Survival in localized prostate cancer is long and GIS and GUS side effects related to definitive radiotherapy may affect the quality of life of patients (3-5). Whether long-term GIS and GUS toxicities are increased in patients who receive pelvic lymph node irradiation compared to patients who receive prostate-only radiotherapy, is a question that needs to be answered. In our study, no increase in long-term toxicity was found with pelvic radiotherapy. In a retrospective study conducted by Deville et al. (11) on patients who received definitive radiotherapy using IMRT, no difference was observed in late GIS and GUS toxicities, although an increase was observed in rectal and bladder dosimetric parameters in the pelvic lymph node irradiated group compared to the other group. In the study conducted by Ogino et al., (12) the rate of serious toxicities was found to be very low in both groups and no significant difference was found between the toxicity rates the groups. In this study, volumetric-modulated arc therapy (VMAT) was used as the planning technique. It was emphasized that it would not be correct to omit pelvic radiotherapy in high-risk prostate cancer considering the toxicities. In a retrospective dosimetric analysis by Guckenberger et al. (13) using the IMRT technique, it was concluded that pelvic lymph node irradiation did not increase bladder and rectal toxicity, although it could increase normal organ doses. In Takemura et al.’s (14) retrospective study including 112 high-risk prostate cancer patients who received pelvic field radiotherapy, late GIS and GUS side effects were found to be extremely low. In this study, VMAT was used for radiotherapy planning. In studies comparing different radiotherapy techniques in prostate cancer, it is noteworthy that in terms of normal organ sparing is better with IMRT and VMAT than with 3-dimensional-conformal radiotherapy (15, 16). In curative radiotherapy for localized prostate cancer using IMRT and VMAT, including the pelvic area in the treatment does not increase long-term toxicities. The result obtained in our study is consistent with the literature data.
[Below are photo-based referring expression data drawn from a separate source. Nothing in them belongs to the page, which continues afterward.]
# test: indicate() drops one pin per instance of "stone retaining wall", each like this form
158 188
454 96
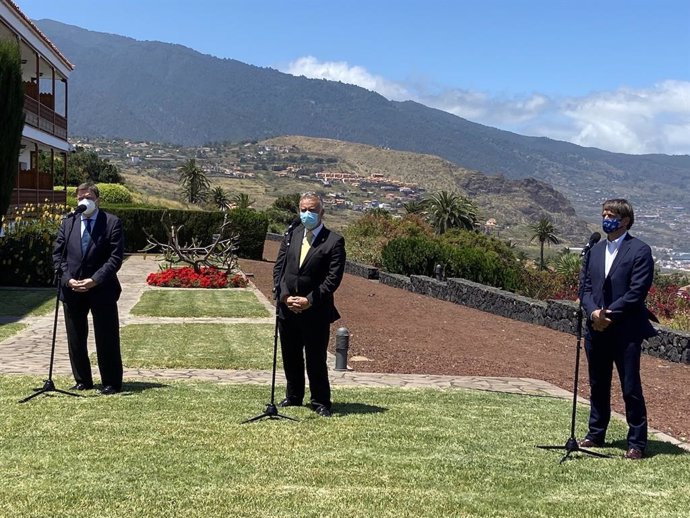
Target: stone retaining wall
560 315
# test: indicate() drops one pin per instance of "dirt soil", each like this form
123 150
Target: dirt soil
395 331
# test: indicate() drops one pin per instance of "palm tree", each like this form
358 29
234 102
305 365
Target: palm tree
450 210
242 201
195 185
220 198
415 206
11 119
545 231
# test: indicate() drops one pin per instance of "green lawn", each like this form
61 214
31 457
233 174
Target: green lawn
7 330
200 346
229 303
178 449
19 302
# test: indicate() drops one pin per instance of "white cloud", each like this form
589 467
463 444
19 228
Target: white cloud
310 67
637 121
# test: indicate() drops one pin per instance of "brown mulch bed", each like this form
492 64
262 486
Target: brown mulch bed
402 332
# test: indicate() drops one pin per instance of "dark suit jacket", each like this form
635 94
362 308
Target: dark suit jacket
623 290
101 262
317 278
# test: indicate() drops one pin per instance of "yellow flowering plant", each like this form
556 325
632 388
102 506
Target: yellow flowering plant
27 246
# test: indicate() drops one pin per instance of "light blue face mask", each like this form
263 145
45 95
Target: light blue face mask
611 224
309 219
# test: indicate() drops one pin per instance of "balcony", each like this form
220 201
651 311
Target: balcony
41 116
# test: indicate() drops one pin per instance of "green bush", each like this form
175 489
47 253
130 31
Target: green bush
110 193
366 237
419 255
26 251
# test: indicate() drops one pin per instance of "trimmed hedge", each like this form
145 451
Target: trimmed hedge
250 225
419 256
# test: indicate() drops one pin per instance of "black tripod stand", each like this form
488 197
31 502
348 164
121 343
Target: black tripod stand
49 385
271 411
571 444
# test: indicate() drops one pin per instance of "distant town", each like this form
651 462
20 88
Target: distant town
665 228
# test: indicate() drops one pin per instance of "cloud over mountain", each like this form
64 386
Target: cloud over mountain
636 121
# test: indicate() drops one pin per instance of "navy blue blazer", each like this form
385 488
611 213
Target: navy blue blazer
623 290
101 262
317 278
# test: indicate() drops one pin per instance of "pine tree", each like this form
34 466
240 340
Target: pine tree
11 119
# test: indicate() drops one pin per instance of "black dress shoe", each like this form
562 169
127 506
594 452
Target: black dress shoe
633 454
323 411
588 443
289 402
82 386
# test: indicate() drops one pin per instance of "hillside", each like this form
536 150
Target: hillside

Based on the results of our study, we conclude that if we use advanced radiotherapy techniques, there is no need to avoid pelvic radiotherapy for localized prostate cancer.
Study Limitations
The retrospective nature and the relatively small number of patients are among its limitations.
Conclusion
In curative radiotherapy for localized prostate cancer using IMRT and VMAT, including the pelvic lymph nodes in the treatment area does not increase long-term toxicities. It is not a logical approach to omit pelvic lymph node treatment because of increased side effects.